A new addition to the very rare works of the Master Leonardo Da Vinci has come to light. The painting, a nuptial portrait of a young woman in profile, dates from Leonardo’s first Lombard period, ca.1485. The finding is one of the most amazing recent examples of intuition, detective work, technical innovation and connoisseurship.
An American collector discovered the masterpiece in a private Swiss collection. The portrait, actually a mixed-media of white, red and black chalks with additions of watercolor, is executed on vellum and measures approximately 24X33 centimeters.
Originally purchased in a New York auction 10 years ago, the painting was catalogued as “German early 19th century,” and sold for $20,000.
This is the first known Da Vinci work executed on vellum, a factor that probably led experts to believe that it was painted by a 19th century German “Nazarene” artist. Moreover, the portrait appears to have been somewhat painted over in the 19th century during a very sensitive restoration.
The first to have fully understood the importance of this work was Dr. Nicholas Turner, former Curator of Drawings for the British and Getty Museums.

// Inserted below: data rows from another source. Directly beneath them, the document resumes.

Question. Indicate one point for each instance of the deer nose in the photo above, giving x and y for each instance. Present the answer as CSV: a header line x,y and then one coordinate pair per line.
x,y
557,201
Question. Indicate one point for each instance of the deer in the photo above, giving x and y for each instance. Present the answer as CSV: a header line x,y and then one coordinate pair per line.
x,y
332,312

The attribution has been subsequently confirmed by a number of experts, including Dr. Mina Gregori and Dr. Cristina Geddo.

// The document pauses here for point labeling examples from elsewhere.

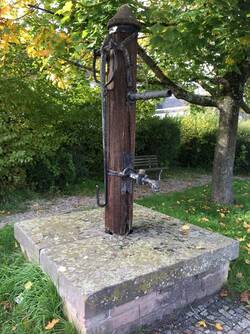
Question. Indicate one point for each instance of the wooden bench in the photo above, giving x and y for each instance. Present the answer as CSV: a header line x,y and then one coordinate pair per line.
x,y
148,162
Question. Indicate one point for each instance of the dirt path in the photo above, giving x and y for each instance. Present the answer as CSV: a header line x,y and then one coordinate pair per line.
x,y
43,208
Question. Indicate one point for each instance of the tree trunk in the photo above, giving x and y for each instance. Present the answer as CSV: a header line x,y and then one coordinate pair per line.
x,y
222,181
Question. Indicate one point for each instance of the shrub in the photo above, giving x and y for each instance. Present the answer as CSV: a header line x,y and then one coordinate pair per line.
x,y
160,137
242,159
49,138
198,139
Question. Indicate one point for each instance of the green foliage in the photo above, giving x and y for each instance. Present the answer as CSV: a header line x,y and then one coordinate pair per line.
x,y
160,137
37,305
198,139
194,206
242,160
49,138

The owner is a private Swiss collector who was “overwhelmed” when told of the true attribution.
Allesandro Vezzosi, Director of Italy’s Museo Ideale Leonardo Da Vinci will feature the work in his new monograph on the artist “Leonardo Infinito” to be published July 5th.
Lumiere Technology, a Paris based institute under the guidance of inventor Pascal Cotte and Jean Penicaut confirmed the portrait’s attribution and performed the technical analysis.